Он не знал, что эта «армия» была лишь первой ласточкой движения, которому в следующие двести лет предстояло стать для мусульман Средиземноморья настоящей чумой. Пока Урбан близ монастыря обращался к аристократии, бродяга по имени Петр Пустынник проповедовал то же самое на улицах. Урбан обращался к графам, баронам и рыцарям, но отпущение грехов обещал всем христианам, которые отправятся в крестовый поход, так что Петр Пустынник набирал себе сторонников из всех классов: крестьян, ремесленников, торговцев, даже из женщин и детей. Его «армия» вышла в путь раньше, чем аристократы успели организовать настоящую армию – быть может, потому, что особенно «организовываться» армии Петра Пустынника и не требовалось. Они верили, что делают Божье дело – значит, Бог сам обо всем позаботится. Так что Кылыч-Арслан одержал победу над несколькими тысячами крестьян, сапожников и мясников.
На следующий год, когда царь Арслан услышал, что к нему движутся новые фаранги, то лишь пожал плечами. Но следующая волна крестоносцев была совсем иной: на этот раз пришли настоящие рыцари и лучники, возглавляемые закаленными в боях военачальниками из земель, где войны никогда не прекращались. Арслан выступил против них, и состоялась битва, в которой легковооруженные конники пускали стрелы в бронированные танки – ибо именно таковы были средневековые рыцари Западной Европы. Турки сбивали с ног пеших фарангских воинов, но рыцари выстраивали защитные блоки, которые не удавалось пробить стрелами, и медленно, неуклюже, но неотвратимо продвигались вперед. Они взяли столицу Арслана, а ему самому пришлось искать убежища у одного из своих родственников. Затем рыцари разделились: одни направились в глубь страны, в Эдессу, другие – по берегу Средиземного моря в Антиохию.

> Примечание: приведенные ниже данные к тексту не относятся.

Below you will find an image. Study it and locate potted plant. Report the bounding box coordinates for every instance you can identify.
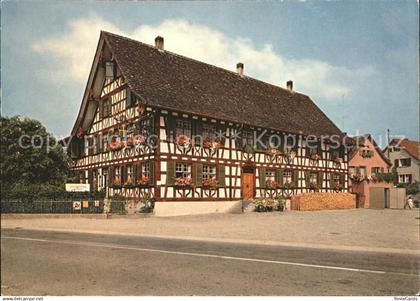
[334,182,343,192]
[253,199,266,212]
[266,147,281,157]
[309,181,319,192]
[275,198,286,211]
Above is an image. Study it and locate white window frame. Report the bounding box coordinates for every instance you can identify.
[310,172,318,183]
[175,119,192,137]
[175,163,191,178]
[265,170,276,182]
[203,165,216,180]
[284,170,292,183]
[142,163,150,178]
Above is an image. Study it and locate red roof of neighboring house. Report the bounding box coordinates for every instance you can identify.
[350,134,392,166]
[388,139,419,160]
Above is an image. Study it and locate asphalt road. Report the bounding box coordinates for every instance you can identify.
[1,228,419,296]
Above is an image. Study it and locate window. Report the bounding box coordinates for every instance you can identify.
[175,119,192,137]
[203,165,216,180]
[349,167,356,175]
[127,165,134,181]
[358,167,366,177]
[284,170,293,183]
[285,135,296,152]
[393,147,400,152]
[202,123,217,140]
[265,170,276,182]
[310,172,318,183]
[126,91,139,108]
[142,162,151,178]
[371,167,384,174]
[175,163,191,178]
[242,130,254,147]
[103,132,109,151]
[333,173,341,183]
[140,118,152,136]
[114,166,121,182]
[400,158,411,167]
[399,174,412,183]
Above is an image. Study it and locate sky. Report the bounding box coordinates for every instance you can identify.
[2,0,418,146]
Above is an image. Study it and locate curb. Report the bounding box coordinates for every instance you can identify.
[2,225,418,256]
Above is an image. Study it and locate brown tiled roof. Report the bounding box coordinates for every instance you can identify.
[102,31,344,138]
[389,139,419,160]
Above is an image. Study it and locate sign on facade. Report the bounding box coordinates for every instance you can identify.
[65,183,90,192]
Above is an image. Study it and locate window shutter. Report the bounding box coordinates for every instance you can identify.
[218,124,227,145]
[217,165,226,186]
[165,115,176,141]
[149,162,155,185]
[317,172,324,188]
[108,166,114,186]
[136,162,142,179]
[293,170,299,187]
[126,90,132,108]
[317,142,322,156]
[166,162,175,185]
[304,171,310,187]
[122,165,127,183]
[194,121,203,145]
[235,129,242,149]
[99,100,104,119]
[193,163,203,186]
[339,173,345,185]
[278,135,284,153]
[258,167,266,188]
[276,169,284,186]
[339,145,345,158]
[329,173,335,188]
[105,61,114,80]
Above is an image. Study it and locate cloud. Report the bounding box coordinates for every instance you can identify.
[32,16,375,101]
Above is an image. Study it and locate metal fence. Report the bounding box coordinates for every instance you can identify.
[1,199,105,214]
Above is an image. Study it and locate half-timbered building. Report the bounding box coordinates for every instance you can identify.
[66,31,350,211]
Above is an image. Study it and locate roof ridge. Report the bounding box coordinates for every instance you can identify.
[101,30,301,97]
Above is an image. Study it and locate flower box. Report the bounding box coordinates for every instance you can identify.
[310,153,321,161]
[136,176,150,187]
[123,177,135,188]
[109,141,125,151]
[202,178,218,189]
[266,148,281,157]
[203,139,221,150]
[112,178,122,189]
[176,135,194,148]
[266,179,279,189]
[174,177,193,188]
[309,181,320,191]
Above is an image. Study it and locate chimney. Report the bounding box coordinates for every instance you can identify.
[236,62,244,77]
[155,36,164,50]
[287,80,293,92]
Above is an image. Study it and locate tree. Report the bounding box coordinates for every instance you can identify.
[0,116,70,190]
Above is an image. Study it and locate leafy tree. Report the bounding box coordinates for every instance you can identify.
[0,116,70,191]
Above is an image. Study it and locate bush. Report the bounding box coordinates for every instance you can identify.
[109,194,127,214]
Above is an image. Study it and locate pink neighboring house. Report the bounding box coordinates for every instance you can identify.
[348,135,393,208]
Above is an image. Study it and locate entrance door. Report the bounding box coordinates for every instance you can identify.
[242,173,255,200]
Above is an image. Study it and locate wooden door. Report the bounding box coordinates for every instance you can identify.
[242,173,255,200]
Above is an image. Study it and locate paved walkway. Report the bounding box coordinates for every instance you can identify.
[2,209,419,254]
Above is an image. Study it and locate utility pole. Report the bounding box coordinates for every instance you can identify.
[387,128,391,160]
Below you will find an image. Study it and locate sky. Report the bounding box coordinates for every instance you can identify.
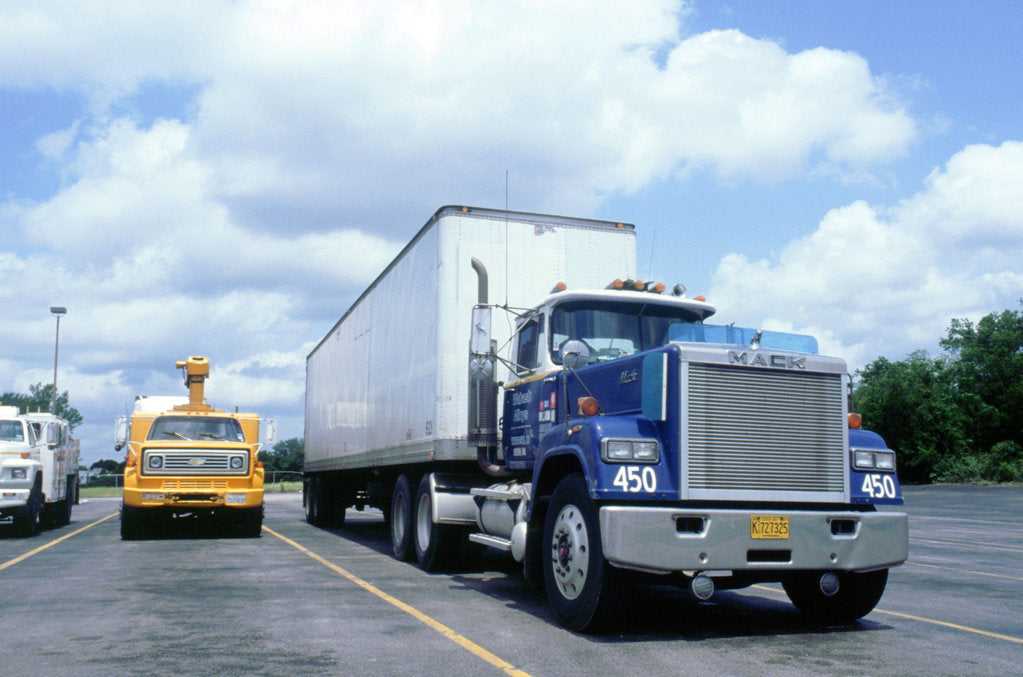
[2,0,1021,469]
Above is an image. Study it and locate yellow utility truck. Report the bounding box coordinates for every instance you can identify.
[117,356,274,539]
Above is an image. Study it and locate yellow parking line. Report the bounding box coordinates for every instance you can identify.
[912,537,1023,554]
[751,584,1023,645]
[264,526,532,677]
[0,512,117,572]
[905,560,1023,582]
[871,609,1023,644]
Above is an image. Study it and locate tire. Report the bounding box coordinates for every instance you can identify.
[13,495,41,537]
[542,473,629,632]
[240,506,263,538]
[53,476,75,527]
[304,476,323,526]
[13,479,43,537]
[121,504,144,540]
[390,474,415,561]
[783,569,889,623]
[413,475,460,571]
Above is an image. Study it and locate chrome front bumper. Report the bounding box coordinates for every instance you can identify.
[600,506,908,574]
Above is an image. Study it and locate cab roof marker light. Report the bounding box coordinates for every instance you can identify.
[606,279,625,290]
[551,281,567,293]
[647,282,666,294]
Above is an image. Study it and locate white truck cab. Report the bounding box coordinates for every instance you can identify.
[0,404,80,536]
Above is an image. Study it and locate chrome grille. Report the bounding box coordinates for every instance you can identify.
[142,449,248,476]
[686,363,845,495]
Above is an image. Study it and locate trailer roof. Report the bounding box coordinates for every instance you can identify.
[309,206,637,358]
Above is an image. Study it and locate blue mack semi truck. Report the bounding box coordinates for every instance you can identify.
[303,206,908,632]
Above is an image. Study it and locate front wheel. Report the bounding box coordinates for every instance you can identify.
[240,506,263,538]
[121,504,144,540]
[783,569,889,623]
[542,473,629,632]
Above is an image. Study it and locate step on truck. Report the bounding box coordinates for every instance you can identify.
[303,205,909,632]
[0,404,80,536]
[116,356,275,539]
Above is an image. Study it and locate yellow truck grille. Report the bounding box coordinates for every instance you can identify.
[161,480,229,490]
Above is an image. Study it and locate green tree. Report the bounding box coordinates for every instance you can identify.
[259,437,304,472]
[854,351,972,483]
[855,302,1023,484]
[0,383,83,431]
[91,459,124,473]
[940,303,1023,455]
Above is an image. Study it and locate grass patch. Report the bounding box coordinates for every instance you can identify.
[81,486,123,498]
[265,481,303,493]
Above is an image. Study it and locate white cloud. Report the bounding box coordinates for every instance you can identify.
[709,141,1023,370]
[0,0,924,465]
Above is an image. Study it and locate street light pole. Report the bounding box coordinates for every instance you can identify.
[50,306,67,414]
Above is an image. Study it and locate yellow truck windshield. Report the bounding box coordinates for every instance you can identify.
[147,416,245,442]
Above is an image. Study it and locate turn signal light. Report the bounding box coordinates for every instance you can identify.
[848,413,862,429]
[578,396,600,417]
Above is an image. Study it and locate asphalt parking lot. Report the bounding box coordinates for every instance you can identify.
[0,485,1020,676]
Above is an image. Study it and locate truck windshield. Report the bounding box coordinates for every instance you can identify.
[147,416,245,442]
[551,301,705,364]
[0,420,25,442]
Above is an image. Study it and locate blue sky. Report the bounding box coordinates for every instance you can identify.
[2,1,1021,467]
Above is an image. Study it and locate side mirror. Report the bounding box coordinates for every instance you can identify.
[46,424,58,448]
[114,416,130,453]
[560,340,591,370]
[262,419,277,446]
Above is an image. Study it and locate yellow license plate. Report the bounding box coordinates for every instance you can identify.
[750,515,789,539]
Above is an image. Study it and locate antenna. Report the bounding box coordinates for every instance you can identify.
[504,170,509,307]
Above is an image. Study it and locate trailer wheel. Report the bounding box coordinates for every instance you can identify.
[303,477,318,525]
[413,475,460,571]
[783,569,888,623]
[390,474,415,561]
[305,476,333,526]
[542,473,629,632]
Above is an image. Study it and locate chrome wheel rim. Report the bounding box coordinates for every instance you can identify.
[550,503,588,600]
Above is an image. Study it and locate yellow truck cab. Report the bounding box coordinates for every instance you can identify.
[117,356,275,539]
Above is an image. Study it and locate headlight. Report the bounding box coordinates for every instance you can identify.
[11,468,27,479]
[147,455,163,470]
[602,438,660,464]
[230,456,245,470]
[851,449,897,471]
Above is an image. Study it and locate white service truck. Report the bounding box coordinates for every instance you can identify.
[304,205,908,631]
[0,405,80,536]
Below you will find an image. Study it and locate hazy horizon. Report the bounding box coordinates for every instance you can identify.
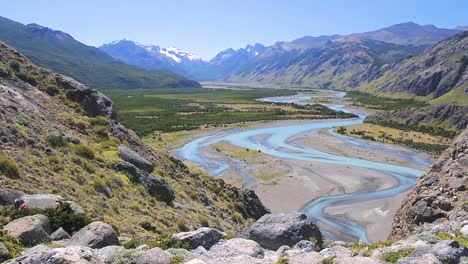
[2,0,468,59]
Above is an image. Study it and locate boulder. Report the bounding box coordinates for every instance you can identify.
[320,248,337,259]
[3,246,101,264]
[118,145,153,172]
[50,227,71,241]
[0,242,9,260]
[430,240,468,264]
[14,193,84,213]
[398,253,442,264]
[288,251,324,264]
[294,240,315,253]
[115,161,175,203]
[185,259,207,264]
[208,238,265,259]
[171,227,225,250]
[66,221,120,249]
[96,245,127,261]
[461,225,468,237]
[4,214,51,246]
[0,188,22,205]
[334,257,385,264]
[238,213,323,250]
[136,247,172,264]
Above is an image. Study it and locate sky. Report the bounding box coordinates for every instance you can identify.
[1,0,468,59]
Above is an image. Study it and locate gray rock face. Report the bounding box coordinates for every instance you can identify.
[4,214,51,246]
[66,221,120,249]
[398,253,442,264]
[3,245,101,264]
[294,240,315,253]
[0,242,9,260]
[136,247,172,264]
[430,240,468,264]
[115,161,175,203]
[239,213,323,250]
[171,227,226,250]
[118,145,154,172]
[13,193,84,213]
[50,227,71,241]
[0,188,22,205]
[461,225,468,237]
[209,238,265,259]
[96,245,127,262]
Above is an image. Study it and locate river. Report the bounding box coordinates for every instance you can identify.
[176,90,431,243]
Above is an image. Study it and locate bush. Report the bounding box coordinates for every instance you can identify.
[9,203,91,235]
[93,125,109,139]
[17,72,37,86]
[9,61,20,72]
[176,220,189,232]
[123,234,172,250]
[46,135,68,148]
[381,248,415,263]
[0,155,20,178]
[45,84,60,96]
[0,230,22,262]
[89,116,108,126]
[0,63,14,77]
[74,144,95,159]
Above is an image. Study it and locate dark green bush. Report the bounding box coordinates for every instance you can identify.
[0,155,20,178]
[46,135,68,148]
[93,125,109,139]
[45,84,60,96]
[17,72,37,86]
[9,61,20,72]
[74,144,95,159]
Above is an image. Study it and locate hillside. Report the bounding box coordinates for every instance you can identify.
[0,40,267,244]
[361,31,468,101]
[0,16,200,89]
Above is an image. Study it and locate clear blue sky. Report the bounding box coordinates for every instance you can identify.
[1,0,467,59]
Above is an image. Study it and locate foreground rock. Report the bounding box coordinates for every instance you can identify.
[4,245,101,264]
[0,189,22,206]
[0,191,84,213]
[171,227,226,250]
[237,213,323,250]
[4,214,51,246]
[66,221,120,249]
[50,227,71,241]
[118,145,154,173]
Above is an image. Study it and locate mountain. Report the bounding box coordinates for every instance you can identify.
[361,31,468,101]
[0,16,200,89]
[227,38,428,89]
[0,41,267,244]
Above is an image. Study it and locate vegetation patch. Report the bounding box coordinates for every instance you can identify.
[346,91,427,111]
[0,230,22,262]
[0,153,20,178]
[380,248,415,263]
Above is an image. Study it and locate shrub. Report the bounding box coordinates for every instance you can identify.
[93,125,109,139]
[0,230,22,262]
[74,144,95,159]
[46,135,68,148]
[89,116,108,126]
[82,160,96,173]
[198,215,209,227]
[0,155,20,178]
[9,61,20,72]
[176,220,189,232]
[276,256,289,264]
[45,84,60,96]
[381,248,415,263]
[17,72,37,86]
[123,235,173,250]
[320,257,335,264]
[0,63,13,77]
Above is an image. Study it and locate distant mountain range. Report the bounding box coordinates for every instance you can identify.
[100,22,467,100]
[0,16,200,89]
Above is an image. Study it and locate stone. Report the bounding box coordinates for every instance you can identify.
[96,245,127,262]
[407,231,441,244]
[50,227,71,241]
[165,248,195,263]
[118,145,153,172]
[276,245,291,257]
[334,257,385,263]
[288,251,324,264]
[0,242,9,259]
[4,214,51,246]
[398,253,442,264]
[294,240,315,253]
[0,188,22,205]
[171,227,226,250]
[209,238,265,259]
[115,161,175,203]
[320,248,337,259]
[461,225,468,237]
[66,221,120,249]
[14,193,84,213]
[240,213,323,250]
[430,240,468,264]
[136,247,172,264]
[3,246,101,264]
[185,259,207,264]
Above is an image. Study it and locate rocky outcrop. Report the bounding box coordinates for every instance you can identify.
[4,214,51,246]
[50,227,71,241]
[171,228,226,250]
[236,213,323,250]
[0,189,22,206]
[118,145,154,173]
[66,221,120,249]
[3,245,101,264]
[390,126,468,240]
[15,194,84,213]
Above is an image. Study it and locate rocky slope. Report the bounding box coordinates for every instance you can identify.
[361,31,468,101]
[390,126,468,241]
[0,40,269,254]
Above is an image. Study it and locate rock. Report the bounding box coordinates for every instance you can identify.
[118,145,153,172]
[461,225,468,237]
[0,242,9,259]
[276,245,291,257]
[240,213,323,250]
[104,249,142,264]
[320,248,337,259]
[136,247,172,264]
[0,188,22,205]
[294,240,315,253]
[398,253,442,264]
[165,248,195,263]
[66,221,120,249]
[96,245,127,262]
[288,251,324,264]
[4,246,101,264]
[430,240,468,264]
[115,162,175,203]
[171,227,225,250]
[334,257,385,264]
[209,238,265,259]
[241,189,271,220]
[185,259,207,264]
[4,214,51,246]
[407,231,441,244]
[50,227,71,241]
[14,193,84,213]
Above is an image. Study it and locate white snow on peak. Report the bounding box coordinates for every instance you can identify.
[159,48,182,63]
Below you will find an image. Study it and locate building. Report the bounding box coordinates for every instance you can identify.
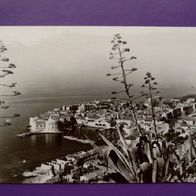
[78,103,97,112]
[45,117,59,132]
[186,98,195,104]
[29,117,46,132]
[29,116,60,133]
[77,117,112,129]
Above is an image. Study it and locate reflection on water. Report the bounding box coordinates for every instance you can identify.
[0,132,91,183]
[30,134,63,146]
[0,96,100,183]
[30,135,36,145]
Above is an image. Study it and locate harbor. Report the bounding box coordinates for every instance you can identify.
[17,95,196,183]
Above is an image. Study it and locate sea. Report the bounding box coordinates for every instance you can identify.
[0,87,194,183]
[0,88,112,183]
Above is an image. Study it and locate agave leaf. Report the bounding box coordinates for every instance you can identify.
[152,159,157,183]
[164,154,170,178]
[179,159,196,180]
[184,134,196,172]
[116,127,129,157]
[99,132,137,182]
[188,134,193,162]
[117,126,141,180]
[190,136,196,159]
[106,148,137,183]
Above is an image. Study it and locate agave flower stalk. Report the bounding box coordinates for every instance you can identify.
[0,41,21,126]
[108,34,141,135]
[141,72,160,138]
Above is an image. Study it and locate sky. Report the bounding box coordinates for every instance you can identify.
[0,26,196,98]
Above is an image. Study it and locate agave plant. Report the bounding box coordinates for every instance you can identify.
[83,35,196,183]
[101,74,196,183]
[101,126,196,182]
[99,133,137,182]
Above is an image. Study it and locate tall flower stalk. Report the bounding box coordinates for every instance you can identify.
[107,34,141,135]
[141,72,160,138]
[0,41,21,127]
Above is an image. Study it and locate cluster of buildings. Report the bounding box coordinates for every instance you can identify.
[28,96,196,138]
[23,147,110,183]
[29,105,77,133]
[29,99,122,133]
[24,95,196,183]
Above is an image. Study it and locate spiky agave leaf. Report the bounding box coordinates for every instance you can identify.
[115,126,140,179]
[99,132,137,182]
[152,159,158,183]
[188,133,196,162]
[116,127,128,154]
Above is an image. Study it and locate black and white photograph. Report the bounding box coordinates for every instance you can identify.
[0,27,196,183]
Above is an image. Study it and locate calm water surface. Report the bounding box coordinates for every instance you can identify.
[0,94,110,183]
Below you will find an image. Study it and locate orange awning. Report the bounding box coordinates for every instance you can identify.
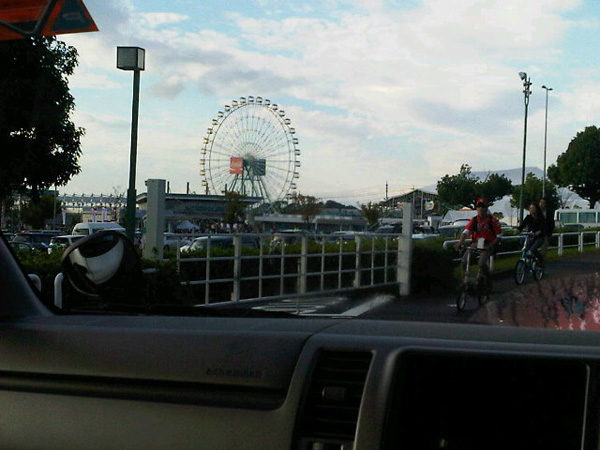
[0,0,97,40]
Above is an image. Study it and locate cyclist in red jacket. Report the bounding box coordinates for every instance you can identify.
[454,198,501,287]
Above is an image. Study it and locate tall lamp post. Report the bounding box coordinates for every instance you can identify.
[518,71,532,224]
[117,46,145,241]
[541,85,553,197]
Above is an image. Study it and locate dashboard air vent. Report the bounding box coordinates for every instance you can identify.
[299,350,372,444]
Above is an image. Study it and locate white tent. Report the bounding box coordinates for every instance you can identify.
[176,220,200,231]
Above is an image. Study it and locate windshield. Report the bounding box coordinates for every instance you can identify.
[3,0,600,330]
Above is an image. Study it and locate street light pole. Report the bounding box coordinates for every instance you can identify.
[541,85,553,198]
[117,47,145,242]
[124,69,141,241]
[518,72,532,224]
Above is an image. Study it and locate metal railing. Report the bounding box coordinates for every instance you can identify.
[442,231,600,269]
[175,232,412,305]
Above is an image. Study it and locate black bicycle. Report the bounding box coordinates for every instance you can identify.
[514,232,544,285]
[456,246,492,312]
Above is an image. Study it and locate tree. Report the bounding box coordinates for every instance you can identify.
[0,36,83,205]
[324,200,355,210]
[437,164,479,209]
[479,173,513,203]
[360,202,382,228]
[20,194,61,229]
[285,193,322,226]
[548,126,600,208]
[223,191,247,225]
[510,172,559,213]
[437,165,513,209]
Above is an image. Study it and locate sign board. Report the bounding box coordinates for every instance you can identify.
[230,157,243,175]
[424,201,435,211]
[0,0,97,40]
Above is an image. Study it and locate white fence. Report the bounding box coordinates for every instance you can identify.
[175,232,413,305]
[442,231,600,268]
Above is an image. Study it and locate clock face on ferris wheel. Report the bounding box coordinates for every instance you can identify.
[200,96,300,204]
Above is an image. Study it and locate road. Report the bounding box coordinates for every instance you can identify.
[252,251,600,322]
[362,251,600,322]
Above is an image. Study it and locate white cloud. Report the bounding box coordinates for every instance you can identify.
[139,12,190,28]
[61,0,595,202]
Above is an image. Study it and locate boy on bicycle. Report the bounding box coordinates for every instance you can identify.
[454,198,501,288]
[518,202,545,266]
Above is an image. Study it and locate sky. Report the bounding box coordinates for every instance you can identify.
[59,0,600,203]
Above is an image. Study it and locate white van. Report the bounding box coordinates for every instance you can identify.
[72,222,125,236]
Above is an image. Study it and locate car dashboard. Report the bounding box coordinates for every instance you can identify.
[0,314,598,450]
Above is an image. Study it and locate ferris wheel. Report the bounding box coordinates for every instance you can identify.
[200,96,300,204]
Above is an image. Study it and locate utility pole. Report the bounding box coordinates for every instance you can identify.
[518,72,532,224]
[541,85,553,197]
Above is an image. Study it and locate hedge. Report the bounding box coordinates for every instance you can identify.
[13,238,458,307]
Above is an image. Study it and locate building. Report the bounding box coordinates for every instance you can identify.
[135,192,262,232]
[254,212,367,232]
[59,193,125,223]
[382,189,441,219]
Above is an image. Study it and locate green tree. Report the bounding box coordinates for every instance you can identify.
[437,164,479,209]
[0,36,83,205]
[479,173,513,203]
[360,202,382,228]
[223,191,247,225]
[548,125,600,208]
[20,194,61,229]
[510,173,559,213]
[437,165,512,209]
[285,193,322,226]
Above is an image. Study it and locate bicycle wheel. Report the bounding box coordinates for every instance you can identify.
[456,290,468,312]
[476,276,490,305]
[532,260,544,281]
[514,260,526,285]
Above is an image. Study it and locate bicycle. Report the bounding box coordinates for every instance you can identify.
[456,245,493,312]
[514,232,544,285]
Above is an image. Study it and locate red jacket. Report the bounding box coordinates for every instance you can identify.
[464,214,501,244]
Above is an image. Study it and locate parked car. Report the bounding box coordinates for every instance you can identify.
[163,233,192,251]
[9,241,36,252]
[323,231,362,243]
[556,223,585,232]
[375,224,403,234]
[183,235,260,253]
[412,232,438,240]
[11,231,60,251]
[47,235,85,254]
[437,224,465,240]
[2,231,15,242]
[72,221,125,236]
[269,229,312,250]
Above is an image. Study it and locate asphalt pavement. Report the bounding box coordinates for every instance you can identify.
[360,251,600,322]
[249,251,600,321]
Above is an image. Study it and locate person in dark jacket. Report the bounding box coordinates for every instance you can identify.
[518,202,545,266]
[539,197,555,265]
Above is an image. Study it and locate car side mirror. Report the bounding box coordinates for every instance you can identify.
[61,230,143,302]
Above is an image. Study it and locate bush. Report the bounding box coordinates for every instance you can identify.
[411,240,457,295]
[15,249,62,306]
[14,236,465,306]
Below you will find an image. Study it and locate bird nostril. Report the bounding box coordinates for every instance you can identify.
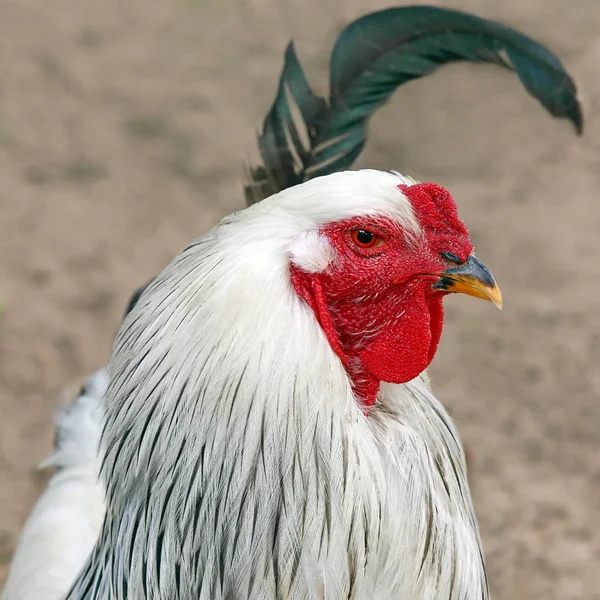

Царь Антиохии послал отчаянный призыв о помощи к царю Дамаска по имени Дакук. Царь Дамаска хотел бы помочь, но тревожился о том, что его брат Ридван, царь Алеппо, может явиться и захватить Дамаск в его отсутствие. Правитель Мосула согласился помочь, но по дороге сцепился с кем-то еще и явился в Антиохию с опозданием, а здесь схватился с Дакуком, который тоже опоздал: в результате оба мусульманских правителя потрепали друг друга и разошлись по домам, а Антиохии так и не помогли. Такова была история первых крестовых походов со стороны мусульман: трагикомический рассказ о том, как братоубийственные распри между царями позволяли крестоносцам беспрепятственно захватывать город за городом. Когда Антиохия пала, рыцари жестоко отомстили ей за сопротивление – убивали и старого, и малого, и вооруженных, и безоружных; а потом двинулись на юг, к городу под названием Маарра.
Жители Маарры уже знали, что произошло в Никее и в Антиохии, и были в ужасе. Они тоже рассылали соседям и родственникам отчаянные письма, молили прийти им на помощь; но родичи только радовались, что волки с запада нацелились на Маарру – и каждый надеялся после того, как фаранги нанесут удар, забрать город себе. Так что Маарре пришлось сражаться с фарангами в одиночку.